1. Strict Separation of Decision-Making Between Headquarters and U.S. Subsidiary
Headquarters must avoid direct involvement in the U.S. subsidiary’s board authority, labor policies, or site management. The headquarters role should be limited to strategic investment and financial oversight, while HR, labor, and safety authority must rest solely with the U.S. subsidiary. Internal documentation must align with actual practice. Procedures such as requiring “headquarters approval” should be eliminated, as they serve as evidence of control.

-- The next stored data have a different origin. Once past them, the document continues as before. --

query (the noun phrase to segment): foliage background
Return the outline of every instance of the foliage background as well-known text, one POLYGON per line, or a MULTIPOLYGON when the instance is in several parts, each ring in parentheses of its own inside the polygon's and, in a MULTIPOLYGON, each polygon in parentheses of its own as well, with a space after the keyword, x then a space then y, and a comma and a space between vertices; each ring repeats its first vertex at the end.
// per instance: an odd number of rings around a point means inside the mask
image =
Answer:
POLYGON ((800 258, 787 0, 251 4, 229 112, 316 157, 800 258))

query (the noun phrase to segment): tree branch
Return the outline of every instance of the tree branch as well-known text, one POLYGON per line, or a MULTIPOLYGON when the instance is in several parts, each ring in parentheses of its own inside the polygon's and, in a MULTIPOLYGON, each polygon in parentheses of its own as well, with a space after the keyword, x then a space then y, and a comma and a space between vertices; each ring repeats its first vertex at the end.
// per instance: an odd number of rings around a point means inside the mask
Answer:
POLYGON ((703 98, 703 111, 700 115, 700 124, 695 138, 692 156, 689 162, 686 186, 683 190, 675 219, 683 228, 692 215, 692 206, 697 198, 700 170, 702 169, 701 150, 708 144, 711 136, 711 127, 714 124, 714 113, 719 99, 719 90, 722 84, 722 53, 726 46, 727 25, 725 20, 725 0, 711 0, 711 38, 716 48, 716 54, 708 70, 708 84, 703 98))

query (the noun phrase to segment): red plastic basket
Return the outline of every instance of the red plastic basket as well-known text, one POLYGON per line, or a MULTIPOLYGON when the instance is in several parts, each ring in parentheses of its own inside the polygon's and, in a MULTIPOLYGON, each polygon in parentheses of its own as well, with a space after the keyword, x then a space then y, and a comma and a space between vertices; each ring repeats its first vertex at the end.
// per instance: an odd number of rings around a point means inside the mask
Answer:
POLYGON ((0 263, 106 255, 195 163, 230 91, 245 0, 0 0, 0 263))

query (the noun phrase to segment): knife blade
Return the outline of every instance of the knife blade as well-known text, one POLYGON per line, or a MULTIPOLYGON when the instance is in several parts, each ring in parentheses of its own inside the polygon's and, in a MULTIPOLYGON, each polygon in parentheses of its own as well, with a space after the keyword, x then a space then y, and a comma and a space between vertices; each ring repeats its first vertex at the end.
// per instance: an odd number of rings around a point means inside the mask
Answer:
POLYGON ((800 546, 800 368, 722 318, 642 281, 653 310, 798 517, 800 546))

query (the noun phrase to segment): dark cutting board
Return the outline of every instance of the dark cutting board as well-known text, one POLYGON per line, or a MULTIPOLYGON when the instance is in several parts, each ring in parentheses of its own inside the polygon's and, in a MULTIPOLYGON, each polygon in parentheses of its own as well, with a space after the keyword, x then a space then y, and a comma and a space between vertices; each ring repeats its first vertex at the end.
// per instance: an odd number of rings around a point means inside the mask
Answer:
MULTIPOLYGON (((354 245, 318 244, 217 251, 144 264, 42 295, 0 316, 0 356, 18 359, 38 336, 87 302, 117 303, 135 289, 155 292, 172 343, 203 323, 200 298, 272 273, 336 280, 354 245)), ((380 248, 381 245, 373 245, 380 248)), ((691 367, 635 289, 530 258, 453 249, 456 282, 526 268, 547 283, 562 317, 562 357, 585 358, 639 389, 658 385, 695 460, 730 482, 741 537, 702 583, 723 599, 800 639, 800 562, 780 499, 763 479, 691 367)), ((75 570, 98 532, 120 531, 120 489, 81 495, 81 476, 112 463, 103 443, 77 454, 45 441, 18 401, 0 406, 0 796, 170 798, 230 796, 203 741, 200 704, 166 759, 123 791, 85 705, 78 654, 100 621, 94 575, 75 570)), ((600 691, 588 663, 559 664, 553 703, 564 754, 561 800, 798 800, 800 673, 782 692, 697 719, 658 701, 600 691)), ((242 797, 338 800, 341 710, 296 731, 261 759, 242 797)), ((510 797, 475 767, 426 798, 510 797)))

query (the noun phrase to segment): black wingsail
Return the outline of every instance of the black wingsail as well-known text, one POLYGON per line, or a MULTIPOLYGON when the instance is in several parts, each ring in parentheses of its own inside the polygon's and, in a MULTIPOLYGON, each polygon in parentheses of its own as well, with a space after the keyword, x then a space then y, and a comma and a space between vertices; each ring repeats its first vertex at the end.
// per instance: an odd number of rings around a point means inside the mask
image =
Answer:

2. Preserve Structural Independence in Subcontractor and Vendor Management
Headquarters should not directly contract with or supervise U.S. subcontractors. All contracting, direction, and oversight should flow only through the U.S. subsidiary. Internal guidelines must prohibit headquarters from sending emails, memos, or meeting notes that direct subcontractors’ work. Contracts should clearly assign independent responsibility to subcontractors and emphasize that the headquarters is merely an investor or ordering party.

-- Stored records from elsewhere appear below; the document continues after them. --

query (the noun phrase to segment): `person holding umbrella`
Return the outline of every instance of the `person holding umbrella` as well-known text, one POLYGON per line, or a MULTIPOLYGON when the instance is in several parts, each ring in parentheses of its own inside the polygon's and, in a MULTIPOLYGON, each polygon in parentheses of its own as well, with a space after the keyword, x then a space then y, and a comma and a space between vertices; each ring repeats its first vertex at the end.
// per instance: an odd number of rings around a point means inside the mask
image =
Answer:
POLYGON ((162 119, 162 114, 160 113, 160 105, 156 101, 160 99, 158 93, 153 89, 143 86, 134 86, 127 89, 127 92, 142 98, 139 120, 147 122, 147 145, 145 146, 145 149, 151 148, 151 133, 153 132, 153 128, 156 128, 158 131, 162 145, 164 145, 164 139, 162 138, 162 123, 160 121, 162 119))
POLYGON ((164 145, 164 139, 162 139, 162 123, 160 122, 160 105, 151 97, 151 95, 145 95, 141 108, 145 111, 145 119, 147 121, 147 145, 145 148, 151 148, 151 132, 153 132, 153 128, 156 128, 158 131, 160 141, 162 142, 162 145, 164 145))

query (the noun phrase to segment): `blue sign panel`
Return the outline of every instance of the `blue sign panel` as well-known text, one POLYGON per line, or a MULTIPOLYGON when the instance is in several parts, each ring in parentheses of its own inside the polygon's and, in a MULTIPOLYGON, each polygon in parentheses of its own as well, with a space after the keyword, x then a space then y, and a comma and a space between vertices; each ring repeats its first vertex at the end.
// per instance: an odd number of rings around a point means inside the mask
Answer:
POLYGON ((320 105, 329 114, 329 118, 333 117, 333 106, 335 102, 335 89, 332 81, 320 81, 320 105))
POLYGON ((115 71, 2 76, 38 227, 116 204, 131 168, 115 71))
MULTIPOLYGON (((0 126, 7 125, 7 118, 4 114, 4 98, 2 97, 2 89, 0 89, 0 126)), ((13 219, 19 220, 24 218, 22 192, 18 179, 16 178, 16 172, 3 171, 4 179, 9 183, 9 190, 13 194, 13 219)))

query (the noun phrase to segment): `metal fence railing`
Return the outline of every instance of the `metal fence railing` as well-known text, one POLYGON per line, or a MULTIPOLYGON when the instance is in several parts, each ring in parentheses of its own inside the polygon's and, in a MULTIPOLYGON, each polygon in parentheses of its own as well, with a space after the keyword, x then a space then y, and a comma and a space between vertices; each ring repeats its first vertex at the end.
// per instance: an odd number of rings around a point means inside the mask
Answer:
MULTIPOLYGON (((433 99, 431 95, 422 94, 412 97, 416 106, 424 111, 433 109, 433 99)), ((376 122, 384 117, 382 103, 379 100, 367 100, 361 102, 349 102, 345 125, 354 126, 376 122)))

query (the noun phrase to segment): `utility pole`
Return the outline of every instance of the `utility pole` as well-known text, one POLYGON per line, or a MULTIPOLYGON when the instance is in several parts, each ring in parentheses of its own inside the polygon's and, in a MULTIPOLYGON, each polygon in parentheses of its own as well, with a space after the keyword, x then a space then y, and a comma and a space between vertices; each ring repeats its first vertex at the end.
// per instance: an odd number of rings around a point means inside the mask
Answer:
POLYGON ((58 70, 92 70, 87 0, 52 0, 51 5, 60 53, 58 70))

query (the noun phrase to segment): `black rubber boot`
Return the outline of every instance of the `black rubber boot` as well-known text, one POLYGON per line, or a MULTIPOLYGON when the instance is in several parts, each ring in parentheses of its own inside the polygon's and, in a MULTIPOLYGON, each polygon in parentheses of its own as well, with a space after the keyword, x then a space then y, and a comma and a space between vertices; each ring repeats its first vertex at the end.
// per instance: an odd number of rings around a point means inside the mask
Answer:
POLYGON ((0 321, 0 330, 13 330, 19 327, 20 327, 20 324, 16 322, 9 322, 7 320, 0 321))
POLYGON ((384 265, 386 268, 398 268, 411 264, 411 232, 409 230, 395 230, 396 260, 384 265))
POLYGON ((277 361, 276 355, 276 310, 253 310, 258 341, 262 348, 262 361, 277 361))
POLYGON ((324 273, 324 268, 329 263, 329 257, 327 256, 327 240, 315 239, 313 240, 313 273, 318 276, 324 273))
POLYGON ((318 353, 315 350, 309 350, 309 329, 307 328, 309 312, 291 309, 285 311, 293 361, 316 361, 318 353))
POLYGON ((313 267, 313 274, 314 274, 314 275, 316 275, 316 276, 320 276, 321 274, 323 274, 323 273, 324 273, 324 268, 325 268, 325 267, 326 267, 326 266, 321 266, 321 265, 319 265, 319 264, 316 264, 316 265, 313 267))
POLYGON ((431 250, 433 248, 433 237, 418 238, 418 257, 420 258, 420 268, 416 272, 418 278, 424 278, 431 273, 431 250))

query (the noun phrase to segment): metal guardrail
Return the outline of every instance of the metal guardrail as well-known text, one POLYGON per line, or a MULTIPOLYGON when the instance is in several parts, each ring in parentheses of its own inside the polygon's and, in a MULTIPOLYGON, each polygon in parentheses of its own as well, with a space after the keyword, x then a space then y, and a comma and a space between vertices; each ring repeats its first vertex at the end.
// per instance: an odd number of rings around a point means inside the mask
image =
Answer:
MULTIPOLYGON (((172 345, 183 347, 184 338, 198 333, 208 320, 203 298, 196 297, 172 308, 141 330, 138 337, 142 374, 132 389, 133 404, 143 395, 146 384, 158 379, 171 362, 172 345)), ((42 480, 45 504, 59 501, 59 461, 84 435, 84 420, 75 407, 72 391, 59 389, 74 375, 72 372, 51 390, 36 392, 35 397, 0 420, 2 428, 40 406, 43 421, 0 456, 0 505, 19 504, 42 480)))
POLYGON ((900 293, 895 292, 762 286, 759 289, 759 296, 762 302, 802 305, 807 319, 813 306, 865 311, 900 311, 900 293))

3. Avoid Leaving Evidence of On-Site Direction or Supervision
If dispatched headquarters staff issue instructions on work, schedules, or safety at U.S. sites, that creates evidence of employer status. Dispatched staff should only provide “advice and support,” while actual direction must come from local subsidiary managers. All instructions must be documented and issued in the name of the U.S. subsidiary.

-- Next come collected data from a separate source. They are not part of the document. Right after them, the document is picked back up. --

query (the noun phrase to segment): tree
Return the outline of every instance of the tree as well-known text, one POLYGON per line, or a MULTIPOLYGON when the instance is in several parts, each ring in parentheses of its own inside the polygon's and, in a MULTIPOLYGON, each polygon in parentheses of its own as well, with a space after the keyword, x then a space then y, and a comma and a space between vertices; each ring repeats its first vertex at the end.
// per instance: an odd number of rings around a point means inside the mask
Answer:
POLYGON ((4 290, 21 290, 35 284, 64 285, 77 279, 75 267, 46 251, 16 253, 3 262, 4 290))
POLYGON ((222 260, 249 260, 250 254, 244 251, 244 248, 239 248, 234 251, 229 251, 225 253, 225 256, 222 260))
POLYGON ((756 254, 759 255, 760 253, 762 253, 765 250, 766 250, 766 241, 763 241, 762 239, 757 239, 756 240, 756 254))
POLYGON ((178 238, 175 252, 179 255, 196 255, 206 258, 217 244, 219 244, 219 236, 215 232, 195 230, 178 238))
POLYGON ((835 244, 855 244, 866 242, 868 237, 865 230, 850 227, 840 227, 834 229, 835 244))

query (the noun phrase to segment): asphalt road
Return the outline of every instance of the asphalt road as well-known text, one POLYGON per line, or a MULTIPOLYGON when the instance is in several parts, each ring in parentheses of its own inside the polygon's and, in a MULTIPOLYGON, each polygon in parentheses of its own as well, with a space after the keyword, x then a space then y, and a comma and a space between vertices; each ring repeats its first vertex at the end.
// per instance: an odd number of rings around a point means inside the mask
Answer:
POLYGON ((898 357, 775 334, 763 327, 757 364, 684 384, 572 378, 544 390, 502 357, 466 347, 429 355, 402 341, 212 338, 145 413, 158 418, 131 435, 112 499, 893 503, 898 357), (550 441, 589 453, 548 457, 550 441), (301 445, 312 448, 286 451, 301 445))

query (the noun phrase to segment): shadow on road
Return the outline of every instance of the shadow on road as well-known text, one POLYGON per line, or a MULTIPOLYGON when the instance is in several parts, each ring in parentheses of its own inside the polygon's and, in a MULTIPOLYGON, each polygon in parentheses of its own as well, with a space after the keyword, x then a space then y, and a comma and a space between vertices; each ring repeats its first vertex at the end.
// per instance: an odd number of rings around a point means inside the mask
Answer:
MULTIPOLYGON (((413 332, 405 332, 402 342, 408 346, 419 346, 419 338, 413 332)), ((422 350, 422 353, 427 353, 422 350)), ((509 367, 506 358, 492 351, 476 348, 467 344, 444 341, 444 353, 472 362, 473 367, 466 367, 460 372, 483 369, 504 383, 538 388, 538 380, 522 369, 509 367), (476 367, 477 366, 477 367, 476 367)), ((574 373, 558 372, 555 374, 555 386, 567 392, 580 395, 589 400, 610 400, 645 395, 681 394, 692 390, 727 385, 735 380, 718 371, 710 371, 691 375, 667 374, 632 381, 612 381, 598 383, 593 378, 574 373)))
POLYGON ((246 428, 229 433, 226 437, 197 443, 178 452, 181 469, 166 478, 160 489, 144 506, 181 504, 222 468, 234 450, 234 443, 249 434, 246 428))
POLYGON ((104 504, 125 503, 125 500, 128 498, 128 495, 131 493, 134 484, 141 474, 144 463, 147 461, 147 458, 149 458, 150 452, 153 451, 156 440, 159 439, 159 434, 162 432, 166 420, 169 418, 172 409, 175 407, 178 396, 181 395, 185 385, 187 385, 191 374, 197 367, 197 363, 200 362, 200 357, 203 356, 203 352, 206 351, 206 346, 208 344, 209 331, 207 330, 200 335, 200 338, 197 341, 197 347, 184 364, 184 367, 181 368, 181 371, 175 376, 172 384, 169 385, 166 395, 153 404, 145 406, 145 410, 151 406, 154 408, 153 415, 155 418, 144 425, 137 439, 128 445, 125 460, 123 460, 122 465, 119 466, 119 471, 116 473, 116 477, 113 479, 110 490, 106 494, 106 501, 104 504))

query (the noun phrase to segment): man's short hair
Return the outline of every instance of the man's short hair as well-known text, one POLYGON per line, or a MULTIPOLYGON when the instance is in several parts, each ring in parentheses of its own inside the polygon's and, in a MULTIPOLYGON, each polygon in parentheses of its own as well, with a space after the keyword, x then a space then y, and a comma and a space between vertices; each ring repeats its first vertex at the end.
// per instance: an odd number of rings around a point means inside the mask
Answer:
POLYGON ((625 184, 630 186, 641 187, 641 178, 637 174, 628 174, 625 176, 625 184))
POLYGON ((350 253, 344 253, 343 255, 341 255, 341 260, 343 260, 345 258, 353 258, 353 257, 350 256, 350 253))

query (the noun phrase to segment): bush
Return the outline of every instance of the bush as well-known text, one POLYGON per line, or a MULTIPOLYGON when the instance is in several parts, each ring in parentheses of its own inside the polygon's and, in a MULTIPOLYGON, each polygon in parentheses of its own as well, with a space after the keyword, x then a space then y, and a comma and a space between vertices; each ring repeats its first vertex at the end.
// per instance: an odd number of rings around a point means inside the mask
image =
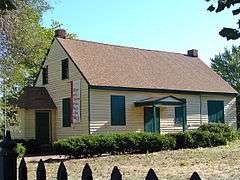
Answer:
POLYGON ((175 134, 115 133, 69 137, 54 142, 58 154, 92 157, 102 154, 146 153, 182 148, 226 145, 238 132, 223 124, 203 125, 194 131, 175 134))
POLYGON ((204 124, 198 128, 199 131, 217 133, 226 138, 227 141, 233 141, 239 138, 239 133, 227 124, 215 123, 204 124))
POLYGON ((146 153, 174 148, 173 137, 154 133, 88 135, 60 139, 54 143, 56 153, 73 157, 146 153))
POLYGON ((35 154, 40 152, 39 143, 35 139, 14 139, 14 141, 25 147, 26 154, 35 154))
POLYGON ((18 153, 18 157, 22 157, 26 153, 26 148, 21 143, 17 144, 16 150, 18 153))

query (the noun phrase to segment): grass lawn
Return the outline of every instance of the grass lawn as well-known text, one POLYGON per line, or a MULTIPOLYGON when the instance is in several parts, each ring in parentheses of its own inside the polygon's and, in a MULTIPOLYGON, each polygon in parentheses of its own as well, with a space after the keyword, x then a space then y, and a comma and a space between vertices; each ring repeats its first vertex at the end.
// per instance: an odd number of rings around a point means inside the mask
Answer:
MULTIPOLYGON (((56 157, 58 158, 58 157, 56 157)), ((29 179, 35 179, 39 157, 26 158, 29 179)), ((197 171, 202 179, 239 179, 240 141, 214 148, 161 151, 149 154, 117 155, 64 161, 69 179, 79 179, 83 166, 89 163, 94 179, 109 179, 113 166, 118 166, 123 179, 144 179, 153 168, 159 179, 188 179, 197 171)), ((56 179, 58 160, 46 163, 48 179, 56 179)))

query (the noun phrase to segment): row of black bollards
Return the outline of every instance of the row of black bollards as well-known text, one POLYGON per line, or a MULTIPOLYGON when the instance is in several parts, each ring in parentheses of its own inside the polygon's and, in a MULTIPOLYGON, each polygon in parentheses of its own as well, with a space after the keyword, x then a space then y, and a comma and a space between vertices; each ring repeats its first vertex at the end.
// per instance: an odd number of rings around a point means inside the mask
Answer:
MULTIPOLYGON (((36 172, 36 179, 37 180, 46 180, 46 169, 44 162, 40 160, 38 162, 37 172, 36 172)), ((60 163, 57 171, 57 180, 67 180, 68 173, 67 169, 63 162, 60 163)), ((92 170, 88 163, 85 164, 83 171, 82 171, 82 180, 93 180, 92 170)), ((111 173, 111 180, 122 180, 122 174, 119 171, 117 166, 113 167, 111 173)), ((19 166, 19 180, 27 180, 27 167, 24 158, 22 158, 20 166, 19 166)), ((150 168, 145 180, 158 180, 158 177, 155 171, 150 168)), ((190 180, 201 180, 200 176, 197 172, 194 172, 190 177, 190 180)))

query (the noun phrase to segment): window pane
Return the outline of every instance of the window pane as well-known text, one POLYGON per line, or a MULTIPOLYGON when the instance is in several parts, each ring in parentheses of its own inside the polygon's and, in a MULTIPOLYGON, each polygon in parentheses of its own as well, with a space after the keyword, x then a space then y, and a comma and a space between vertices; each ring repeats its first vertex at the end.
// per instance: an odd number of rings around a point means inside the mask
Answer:
POLYGON ((126 125, 124 96, 111 96, 111 125, 126 125))
POLYGON ((42 84, 48 83, 48 66, 42 69, 42 84))
POLYGON ((68 59, 62 60, 62 79, 68 79, 69 72, 68 72, 68 59))
POLYGON ((223 101, 208 101, 208 121, 210 123, 224 123, 223 101))
POLYGON ((70 109, 70 98, 62 100, 62 121, 63 127, 70 127, 71 125, 71 109, 70 109))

4. Localize Responsibility for Labor, Safety, and Wage Management
Wages, overtime, breaks, and safety inspections must be handled entirely by the U.S. subsidiary. Headquarters should restrict itself to oversight and risk monitoring, without making decisions about individual employees’ working conditions. Collective bargaining with unions must also remain the responsibility of the U.S. subsidiary, without headquarters involvement.
5. Strengthen Internal Regulations and Documentation
Establish a responsibility matrix clarifying who makes decisions, documenting that headquarters has no authority over labor conditions. Reduce or eliminate headquarters’ approval procedures to ensure the U.S. subsidiary’s independent decision-making is clear to outsiders. Subcontractor agreements should include disclaimers such as “Headquarters does not assume employer responsibility,” while assigning labor and safety compliance solely to the subsidiary and subcontractors.
6. Education and Compliance Monitoring
Provide regular joint employment risk training to headquarters and dispatched staff, to prevent inadvertent instructions on-site. Conduct periodic internal audits to ensure headquarters has left no trace of labor-law involvement. When issues arise, procedures must require responses through the U.S. subsidiary’s legal team or external counsel, not through direct headquarters intervention.
Conclusion
The core principle shared by Korea’s Yellow Envelope Act and America’s joint employment doctrine is simple: “Whoever controls or directs workers will bear responsibility to the very end.”
For Korean companies in the U.S., securing true independence between headquarters and the subsidiary is critical. Formal separation is not enough; actual operations must show no evidence of headquarters control. Only by strictly realizing the division—headquarters as investor and strategist, U.S. subsidiary as employer and labor-law responsible entity—can Korean companies minimize the risks of Yellow Envelope Act and joint employment liability.